Chandigarh, March 29
The Punjab and Haryana High Court has ruled that claims between a minor’s natural guardians should preferably be examined by the Court of Guardian and Wards. The ruling came as the HC dismissed a case, where a mother filed a habeas corpus petition as “an additional simultaneous remedy” against the father after accusing him of illegally and unlawfully removing the child from her custody.
Justice Vinod S Bhardwaj said: “I am of the opinion that custody of a father as a natural guardian cannot be held illegal or unlawful unless the same is in breach of some authority or order of law. Availability of an alternative efficacious remedy (under the Guardian and Wards Act) may not be a bar to the issuance of habeas corpus. However, competing claims between natural guardians should preferably be examined by the Court of Guardian and Wards, which is more equipped to determine the welfare of the child and offers complete opportunity to the contesting parties to establish their claims.”
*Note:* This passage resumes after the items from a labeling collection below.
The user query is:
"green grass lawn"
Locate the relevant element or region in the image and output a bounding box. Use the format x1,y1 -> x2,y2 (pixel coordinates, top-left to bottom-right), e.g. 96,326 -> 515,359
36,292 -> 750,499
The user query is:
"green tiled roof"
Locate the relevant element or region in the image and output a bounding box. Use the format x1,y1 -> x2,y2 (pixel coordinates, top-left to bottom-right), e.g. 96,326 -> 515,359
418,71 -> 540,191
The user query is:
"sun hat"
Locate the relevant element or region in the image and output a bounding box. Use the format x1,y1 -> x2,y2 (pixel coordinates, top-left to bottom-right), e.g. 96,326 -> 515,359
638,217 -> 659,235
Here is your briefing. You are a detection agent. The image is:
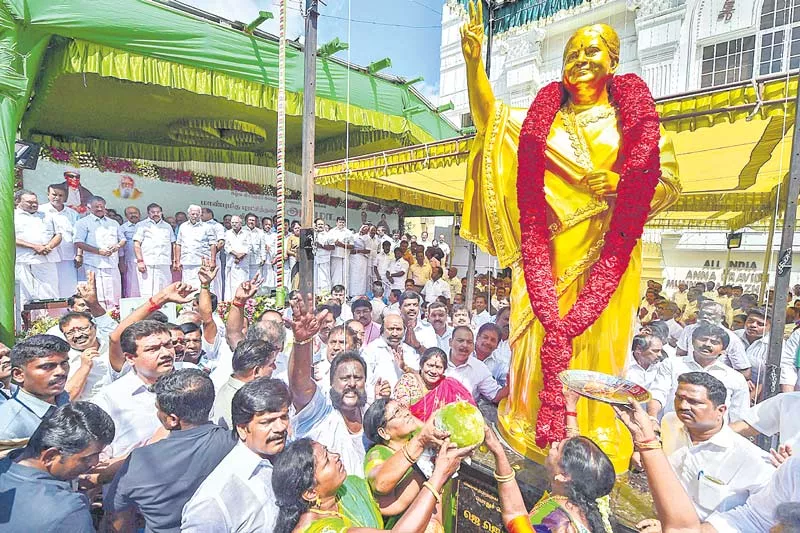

Justice Bhardwaj observed the question for consideration was whether a writ of habeas corpus should be issued when the proceedings for a minor’s custody were pending between the parents before the Court of Guardian and Wards — a family court — and an order vesting the minor’s interim custody in the father’s favour had already been passed.
Justice Bhardwaj asserted the issue was not regarding the maintainability of a writ in the nature of habeas corpus “since the issue as to whether availability of an alternative efficacious remedy (under the Guardian and Wards Act) would prohibit the exercise of a writ jurisdiction well settled to the effect that it is not a bar”.
Justice Bhardwaj asserted the situation would be entirely different where the petitioner had already taken recourse to a statutory remedy (under the Act) and had also filed a writ of habeas as an additional simultaneous remedy, which happened to be the position in the instant case.
Referring to judgments on the issue, Justice Bhardwaj observed the law conferred a minor child’s custody with father. As such, it could not be held to be illegal or unlawful. It was evident that the child’s interim custody had also been vested with the father. As such, he could not be accused of keeping the child in violation of an order passed by a competent court or in violation of a procedure known to law.
Justice Bhardwaj concluded the availing of simultaneous remedy would itself be a reason for writ court to be slow in intervention as disputed questions of facts should preferably be resolved after affording the parties effective opportunity to lead their evidence.
The ruling came as the HC dismissed a case, where a mother filed a habeas corpus petition as “an additional simultaneous remedy” against the father after accusing him of illegally and unlawfully removing the child from her custody.